For complete examples of FFI usage, check out any of the following:

unix - POSIX bindings
windows - Windows API bindings
db.sqlite.ffi - SQLite bindings
opengl.gl - OpenGL bindings

There are many more usages of the FFI of course. Since Factor has a minimal VM, all I/O, graphics and interaction with the outside world in general is done with the FFI. Search the Factor source tree for source files that use the alien.syntax vocabulary.

GPU shaders

Joe Groff cooked up a nice DSL for passing uniform parameters to pixel and vertex shaders. In his blog post, Joe writes:

The library makes it easy to load and interactively update shaders, define binary formats for GPU vertex buffers, and feed parameters to shader code using Factor objects.

Here is a snippet from the gpu.demos.raytrace demo:

GLSL-SHADER-FILE: raytrace-vertex-shader vertex-shader "raytrace.v.glsl"
GLSL-SHADER-FILE: raytrace-fragment-shader fragment-shader "raytrace.f.glsl"
GLSL-PROGRAM: raytrace-program
    raytrace-vertex-shader raytrace-fragment-shader ;

UNIFORM-TUPLE: sphere-uniforms
    { "center" vec3-uniform  f }
    { "radius" float-uniform f }
    { "color"  vec4-uniform  f } ;

UNIFORM-TUPLE: raytrace-uniforms
    { "mv-inv-matrix"    mat4-uniform f }
    { "fov"              vec2-uniform f }
    
    { "spheres"          sphere-uniforms 4 }

    { "floor-height"     float-uniform f }
    { "floor-color"      vec4-uniform 2 }
    { "background-color" vec4-uniform f }
    { "light-direction"  vec3-uniform f } ;

The GLSL-SHADER-FILE: parsing word tells Factor to load a GLSL shader program.
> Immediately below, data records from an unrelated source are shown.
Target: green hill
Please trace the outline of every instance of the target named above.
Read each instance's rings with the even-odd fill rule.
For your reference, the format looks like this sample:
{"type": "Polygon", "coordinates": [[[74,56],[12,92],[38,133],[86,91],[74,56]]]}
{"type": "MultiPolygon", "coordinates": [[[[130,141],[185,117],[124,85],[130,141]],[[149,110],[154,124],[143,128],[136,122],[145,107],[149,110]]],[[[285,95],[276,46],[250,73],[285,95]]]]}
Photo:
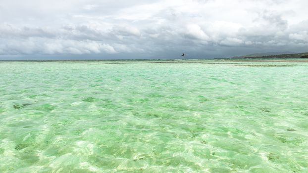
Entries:
{"type": "Polygon", "coordinates": [[[281,53],[275,55],[262,55],[255,54],[234,57],[237,59],[259,59],[259,58],[308,58],[308,52],[300,53],[281,53]]]}

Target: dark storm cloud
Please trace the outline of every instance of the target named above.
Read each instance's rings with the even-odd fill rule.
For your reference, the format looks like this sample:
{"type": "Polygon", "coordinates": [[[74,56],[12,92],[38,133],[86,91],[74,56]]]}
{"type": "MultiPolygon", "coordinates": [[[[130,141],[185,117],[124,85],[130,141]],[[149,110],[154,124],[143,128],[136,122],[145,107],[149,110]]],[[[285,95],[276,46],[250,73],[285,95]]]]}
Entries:
{"type": "Polygon", "coordinates": [[[304,0],[0,2],[1,58],[308,51],[304,0]]]}

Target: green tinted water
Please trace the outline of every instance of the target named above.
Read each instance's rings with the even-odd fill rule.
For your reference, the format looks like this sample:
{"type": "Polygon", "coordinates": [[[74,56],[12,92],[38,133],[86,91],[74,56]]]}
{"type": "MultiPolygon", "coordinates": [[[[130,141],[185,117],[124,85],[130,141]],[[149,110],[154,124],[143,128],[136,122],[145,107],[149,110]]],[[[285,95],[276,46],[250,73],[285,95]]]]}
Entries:
{"type": "Polygon", "coordinates": [[[307,65],[0,62],[0,172],[308,172],[307,65]]]}

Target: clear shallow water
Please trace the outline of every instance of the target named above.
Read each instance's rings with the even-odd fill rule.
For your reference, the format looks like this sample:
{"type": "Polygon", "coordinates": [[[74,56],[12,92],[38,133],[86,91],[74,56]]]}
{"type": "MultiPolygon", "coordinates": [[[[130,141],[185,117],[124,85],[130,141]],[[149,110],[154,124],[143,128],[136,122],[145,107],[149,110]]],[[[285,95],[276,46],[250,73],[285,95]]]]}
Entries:
{"type": "Polygon", "coordinates": [[[1,62],[0,172],[308,172],[285,61],[1,62]]]}

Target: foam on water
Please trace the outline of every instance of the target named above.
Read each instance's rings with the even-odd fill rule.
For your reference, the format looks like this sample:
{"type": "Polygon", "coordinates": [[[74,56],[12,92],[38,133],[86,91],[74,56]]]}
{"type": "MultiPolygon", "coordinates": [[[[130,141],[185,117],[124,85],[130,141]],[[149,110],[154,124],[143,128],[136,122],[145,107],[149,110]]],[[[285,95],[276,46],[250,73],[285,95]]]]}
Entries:
{"type": "Polygon", "coordinates": [[[308,63],[280,61],[0,62],[0,172],[308,172],[308,63]]]}

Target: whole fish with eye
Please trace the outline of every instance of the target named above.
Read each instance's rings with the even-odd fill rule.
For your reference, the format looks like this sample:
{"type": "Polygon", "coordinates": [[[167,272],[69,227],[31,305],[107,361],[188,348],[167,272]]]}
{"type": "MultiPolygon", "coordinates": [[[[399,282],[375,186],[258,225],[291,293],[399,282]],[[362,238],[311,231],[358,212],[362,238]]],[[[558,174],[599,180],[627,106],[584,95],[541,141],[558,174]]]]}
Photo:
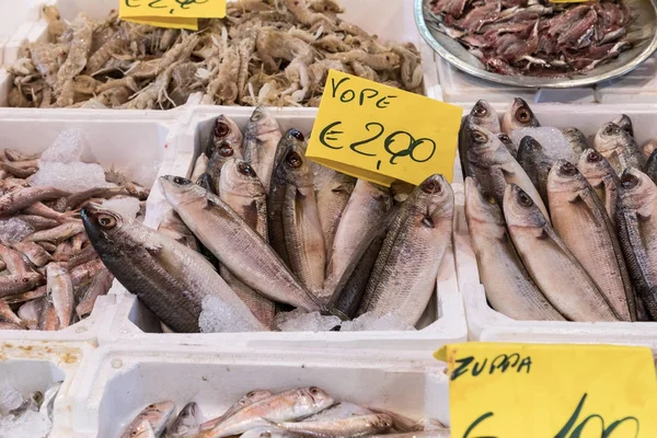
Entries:
{"type": "Polygon", "coordinates": [[[620,175],[627,168],[644,169],[646,159],[634,138],[613,123],[607,123],[596,134],[593,148],[620,175]]]}
{"type": "Polygon", "coordinates": [[[509,184],[504,217],[520,260],[545,298],[570,321],[618,321],[584,267],[522,188],[509,184]]]}
{"type": "Polygon", "coordinates": [[[604,206],[577,168],[558,160],[548,180],[554,231],[621,321],[636,321],[630,275],[604,206]]]}
{"type": "Polygon", "coordinates": [[[630,275],[653,319],[657,318],[657,186],[629,168],[621,176],[616,223],[630,275]]]}
{"type": "Polygon", "coordinates": [[[509,110],[504,114],[502,118],[502,131],[507,136],[511,135],[514,129],[519,128],[538,128],[541,126],[537,116],[520,97],[514,99],[509,110]]]}
{"type": "Polygon", "coordinates": [[[313,175],[303,150],[290,145],[272,177],[270,201],[281,203],[280,219],[290,268],[315,296],[324,286],[326,250],[313,175]]]}
{"type": "Polygon", "coordinates": [[[518,148],[518,164],[539,191],[543,204],[548,205],[548,174],[554,161],[548,157],[543,146],[533,137],[522,137],[518,148]]]}
{"type": "Polygon", "coordinates": [[[461,128],[459,129],[459,158],[461,159],[463,177],[473,175],[470,162],[468,161],[468,147],[470,146],[470,130],[468,126],[471,124],[483,126],[493,134],[502,132],[499,118],[493,106],[484,100],[477,101],[470,111],[470,114],[461,120],[461,128]]]}
{"type": "Polygon", "coordinates": [[[164,197],[198,240],[244,284],[275,301],[307,311],[321,309],[267,242],[220,198],[178,176],[159,181],[164,197]]]}
{"type": "MultiPolygon", "coordinates": [[[[219,198],[244,222],[268,241],[267,194],[253,168],[240,159],[231,159],[223,165],[219,182],[219,198]]],[[[263,297],[237,278],[226,266],[219,274],[251,309],[251,312],[266,326],[274,323],[274,301],[263,297]]]]}
{"type": "Polygon", "coordinates": [[[453,200],[451,187],[438,174],[413,191],[392,221],[358,315],[394,313],[411,325],[417,323],[451,242],[453,200]]]}
{"type": "Polygon", "coordinates": [[[265,330],[199,253],[117,212],[94,205],[81,212],[105,266],[172,330],[198,332],[201,301],[209,296],[254,330],[265,330]]]}
{"type": "Polygon", "coordinates": [[[531,178],[497,136],[486,128],[472,124],[469,129],[471,143],[468,149],[468,160],[474,170],[474,177],[484,191],[502,205],[507,184],[516,184],[532,197],[544,217],[549,218],[548,208],[531,178]]]}
{"type": "Polygon", "coordinates": [[[619,175],[609,161],[593,149],[586,149],[579,157],[577,169],[586,177],[604,205],[611,224],[615,228],[615,211],[619,200],[619,175]]]}
{"type": "Polygon", "coordinates": [[[480,279],[493,309],[515,320],[563,321],[531,279],[509,237],[502,208],[465,178],[465,219],[480,279]]]}
{"type": "Polygon", "coordinates": [[[255,169],[267,192],[275,166],[276,148],[281,136],[276,117],[264,107],[256,107],[246,125],[244,160],[255,169]]]}

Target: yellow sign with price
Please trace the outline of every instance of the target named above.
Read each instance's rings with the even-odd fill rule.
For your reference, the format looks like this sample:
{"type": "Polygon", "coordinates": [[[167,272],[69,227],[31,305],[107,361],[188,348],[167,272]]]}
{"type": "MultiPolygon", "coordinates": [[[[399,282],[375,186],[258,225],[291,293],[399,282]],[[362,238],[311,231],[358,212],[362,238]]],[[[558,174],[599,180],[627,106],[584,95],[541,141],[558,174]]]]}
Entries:
{"type": "Polygon", "coordinates": [[[451,182],[462,110],[331,70],[307,157],[390,186],[435,173],[451,182]]]}
{"type": "Polygon", "coordinates": [[[654,438],[647,347],[466,343],[448,364],[452,438],[654,438]]]}

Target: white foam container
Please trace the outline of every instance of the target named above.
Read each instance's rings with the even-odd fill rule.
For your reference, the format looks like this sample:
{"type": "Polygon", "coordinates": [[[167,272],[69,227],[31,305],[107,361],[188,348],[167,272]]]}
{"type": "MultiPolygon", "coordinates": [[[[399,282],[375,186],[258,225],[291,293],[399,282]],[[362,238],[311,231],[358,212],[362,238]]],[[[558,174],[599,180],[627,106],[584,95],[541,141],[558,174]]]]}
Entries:
{"type": "MultiPolygon", "coordinates": [[[[231,117],[244,128],[250,116],[250,108],[231,108],[222,113],[220,107],[197,107],[187,113],[175,138],[171,140],[176,151],[176,159],[170,168],[175,175],[189,175],[194,157],[206,145],[211,131],[212,120],[220,114],[231,117]]],[[[283,130],[296,127],[309,132],[314,118],[290,111],[276,110],[275,116],[283,130]]],[[[165,172],[161,172],[165,174],[165,172]]],[[[147,203],[145,223],[157,228],[170,206],[155,184],[147,203]]],[[[159,333],[160,324],[154,315],[132,295],[123,288],[113,288],[116,297],[116,312],[112,312],[114,321],[99,332],[101,344],[122,343],[122,345],[215,345],[243,346],[258,348],[326,348],[343,346],[345,348],[379,348],[395,350],[434,350],[439,346],[461,342],[466,338],[465,315],[462,298],[457,285],[453,250],[450,245],[443,257],[437,279],[437,293],[431,298],[427,311],[418,324],[419,331],[411,332],[256,332],[256,333],[216,333],[216,334],[172,334],[159,333]]]]}
{"type": "MultiPolygon", "coordinates": [[[[505,105],[497,105],[502,116],[505,105]]],[[[591,105],[534,104],[531,106],[542,126],[557,128],[575,126],[591,136],[607,122],[623,113],[632,118],[634,135],[639,146],[657,138],[657,106],[655,105],[591,105]]],[[[468,110],[469,111],[469,110],[468,110]]],[[[470,243],[463,209],[463,187],[454,215],[454,249],[459,287],[463,292],[468,332],[471,341],[505,341],[528,343],[604,343],[647,345],[657,348],[657,323],[654,322],[543,322],[515,321],[493,310],[486,302],[480,284],[476,258],[470,243]]],[[[558,273],[555,273],[558,275],[558,273]]]]}
{"type": "Polygon", "coordinates": [[[255,389],[279,392],[316,385],[334,399],[449,424],[445,366],[380,351],[273,350],[266,355],[215,348],[99,348],[69,392],[73,437],[114,438],[148,404],[196,401],[206,418],[221,415],[255,389]]]}
{"type": "MultiPolygon", "coordinates": [[[[150,177],[138,181],[149,187],[154,170],[168,172],[174,161],[174,151],[166,141],[174,120],[163,115],[153,119],[149,114],[131,112],[131,118],[119,114],[99,112],[61,111],[50,117],[41,117],[30,110],[0,108],[0,149],[13,148],[25,152],[39,152],[53,145],[60,131],[68,128],[82,130],[89,149],[82,159],[99,162],[105,168],[114,165],[118,171],[135,176],[140,166],[152,168],[150,177]]],[[[148,175],[147,175],[148,176],[148,175]]],[[[48,339],[96,342],[97,327],[103,325],[107,309],[116,297],[99,297],[87,319],[57,332],[0,330],[1,339],[48,339]]]]}
{"type": "Polygon", "coordinates": [[[573,89],[528,89],[510,87],[472,77],[452,67],[436,55],[439,89],[438,100],[471,106],[480,99],[504,103],[522,97],[534,103],[569,104],[637,104],[657,102],[657,54],[630,73],[597,85],[573,89]]]}
{"type": "Polygon", "coordinates": [[[81,364],[92,350],[91,345],[85,343],[3,341],[0,344],[0,385],[10,384],[26,397],[34,391],[45,393],[53,384],[62,382],[55,399],[49,436],[71,437],[71,387],[81,364]]]}
{"type": "MultiPolygon", "coordinates": [[[[57,5],[61,18],[67,21],[73,20],[80,12],[85,12],[89,16],[97,20],[104,20],[111,10],[117,8],[116,0],[48,0],[47,3],[57,5]]],[[[423,59],[425,95],[431,99],[439,97],[438,71],[434,61],[434,51],[420,37],[415,26],[412,1],[338,0],[338,3],[345,9],[345,13],[341,15],[345,21],[359,25],[367,32],[378,35],[381,39],[400,43],[411,42],[415,44],[423,59]]],[[[38,14],[38,10],[36,13],[38,14]]],[[[31,16],[34,16],[34,14],[31,16]]],[[[12,37],[12,49],[8,50],[4,57],[4,66],[11,65],[16,60],[18,48],[23,38],[36,42],[42,41],[47,35],[47,25],[43,19],[26,21],[24,26],[26,31],[22,33],[16,32],[12,37]]],[[[2,62],[0,62],[0,66],[2,66],[2,62]]],[[[10,89],[11,80],[11,76],[0,72],[0,106],[7,106],[7,93],[10,89]]],[[[187,105],[193,105],[194,103],[189,101],[187,105]]],[[[318,110],[286,108],[286,111],[301,111],[304,114],[314,116],[318,110]]]]}

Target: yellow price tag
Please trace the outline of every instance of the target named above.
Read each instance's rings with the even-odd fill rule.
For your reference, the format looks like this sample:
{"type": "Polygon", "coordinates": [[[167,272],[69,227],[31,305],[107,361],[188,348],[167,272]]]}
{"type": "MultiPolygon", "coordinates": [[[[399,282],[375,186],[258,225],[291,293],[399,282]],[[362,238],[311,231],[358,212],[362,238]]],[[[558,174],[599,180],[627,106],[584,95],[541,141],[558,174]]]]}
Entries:
{"type": "Polygon", "coordinates": [[[654,438],[647,347],[466,343],[448,364],[452,438],[654,438]]]}
{"type": "Polygon", "coordinates": [[[452,180],[462,110],[336,70],[328,72],[307,157],[390,186],[452,180]]]}
{"type": "Polygon", "coordinates": [[[222,19],[226,16],[226,0],[119,0],[118,15],[222,19]]]}

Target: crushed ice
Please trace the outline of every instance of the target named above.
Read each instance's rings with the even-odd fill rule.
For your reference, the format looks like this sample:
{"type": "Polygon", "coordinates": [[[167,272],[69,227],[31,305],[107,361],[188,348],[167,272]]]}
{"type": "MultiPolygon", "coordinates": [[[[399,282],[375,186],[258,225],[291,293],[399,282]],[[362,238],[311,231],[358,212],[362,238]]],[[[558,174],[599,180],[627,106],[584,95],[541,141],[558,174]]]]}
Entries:
{"type": "Polygon", "coordinates": [[[130,219],[135,219],[137,217],[140,208],[139,199],[131,196],[105,199],[102,206],[130,219]]]}
{"type": "Polygon", "coordinates": [[[19,218],[0,219],[0,241],[2,242],[20,242],[33,232],[34,228],[19,218]]]}
{"type": "Polygon", "coordinates": [[[206,296],[200,302],[200,333],[254,332],[256,328],[235,314],[220,298],[206,296]]]}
The GPU framework automatically checks the file for modification, reloading it if necessary.

The UNIFORM-TUPLE: parsing word defines a new tuple class, together with methods which destructure the tuple and bind textures and uniform parameters. Uniform parameters are named as such because they define values which remain constant at every pixel or vertex that the shader program operates on.

Instruction definitions in the compiler

This one is rather obscure and technical, but it has made my job easier over the last few weeks. I blogged about it already.

Other examples

The next set of DSLs don't involve parsing words as much as just clever tricks with evaluation semantics.

Inverse

Daniel Ehrenberg's inverse library implements a form of pattern matching by computing the inverse of a Factor quotation. The fundamental combinator, undo, takes a Factor quotation, and executes it "in reverse". So if there is a constructed tuple on the stack, undoing the constructor will leave the slots on the stack. If the top of the stack doesn't match anything that the constructor could've produced, then the inverse fails, and pattern matching can move on to the next clause. This library works by introspecting quotations and the words they contain. Dan gives many details and examples in his paper on inverse.

Help system

Factor's help system uses an s-expression-like markup language. Help markup is parsed by the Factor parser without any special parsing words. A markup element is an array where the first element is a distinguished word and the rest are parameters. Examples:

"This is " { $strong "not" } " a good idea"

{ $list
    "milk"
    "flour"
    "eggs"
}

{ $link "help" }

This markup is rendered either directly on the Factor UI (like in this screenshot) or via HTML, as on the docs.factorcode.org site.

The nice thing about being able to view help in the UI environment is the sheer interactive nature of it. Unlike something like javadoc, there is no offline processing step which takes your source file and spits out rendered markup. You just load a vocabulary into your Factor instance and the documentation is available instantly. You can look at the help for any documented word by simply typing something like

\ append help

in the UI listener. While working on your own vocabulary, you can reload changes to the documentation and see them appear instantly in the UI's help browser.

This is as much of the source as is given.